Eğitim alarm veriyor
PISA sonuçları açıklandı. Birkaç puan yukarıya çıkmak, “vasat” durumumuzu değiştirmiyor. Ekonomideki “orta gelir” gibi, eğitimde de “orta”da dolanıp duruyoruz.
PISA sonuçları üzerine MEF Üniversitesi’nde akademik bir panel düzenlendi.
MEF Üniversitesi Rektörü Prof. Muhammet Şahin, Atatürk’ün eğitim hamlesini anlatarak başladı konuşmasına. 2003 yılında dahil olduğumuz PISA sınavlarında Türkiye’nin “nitelik atılımı” yapamadığını, puanlarındaki artışların Türkiye’nin yerini değiştirmediğini anlattı. Türkiye’de 80 kadar teknokent bulunduğunu, patent sayısının 11.000 olduğunu, bunun Güney Kore’de 272 bin, 10 milyon nüfuslu İsrail’de 17 bin olduğuna dikkat çekti. “Türkiye’de AR-GE kültürü yürümüyor” dedi.

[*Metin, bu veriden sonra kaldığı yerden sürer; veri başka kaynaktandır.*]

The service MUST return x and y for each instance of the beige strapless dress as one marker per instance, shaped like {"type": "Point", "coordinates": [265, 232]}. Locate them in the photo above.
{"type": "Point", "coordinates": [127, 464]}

Prof. Şahin, “Yapay zeka”nın yeni bir çağ başlattığını, “yapay zeka destekli eğitim”in çok büyük bir imkan olduğunu anlattı. MEF Üniversitesi “Yapay zeka lisans programı” başlatmak için YÖK’e başvurmuş, bir yıldır cevap gelmemiş.
LOKOMOTİF BEYİNLER
Prof. Eren Ceylan, çağımızda iktisadi değer yaratmanın bir örneği olarak, iki gencin kurduğu WhatsApp’ın değerinin 200 milyar dolar olduğunu belirtti. Bu Türkiye’deki bir çok kamu ve özel şirket toplamından fazladır. Ceylan, “ekonomik kıymet yaratacak bilgi” kavramını ve “matematiksel akıl yürütme kapasitesi”ni vurguladı.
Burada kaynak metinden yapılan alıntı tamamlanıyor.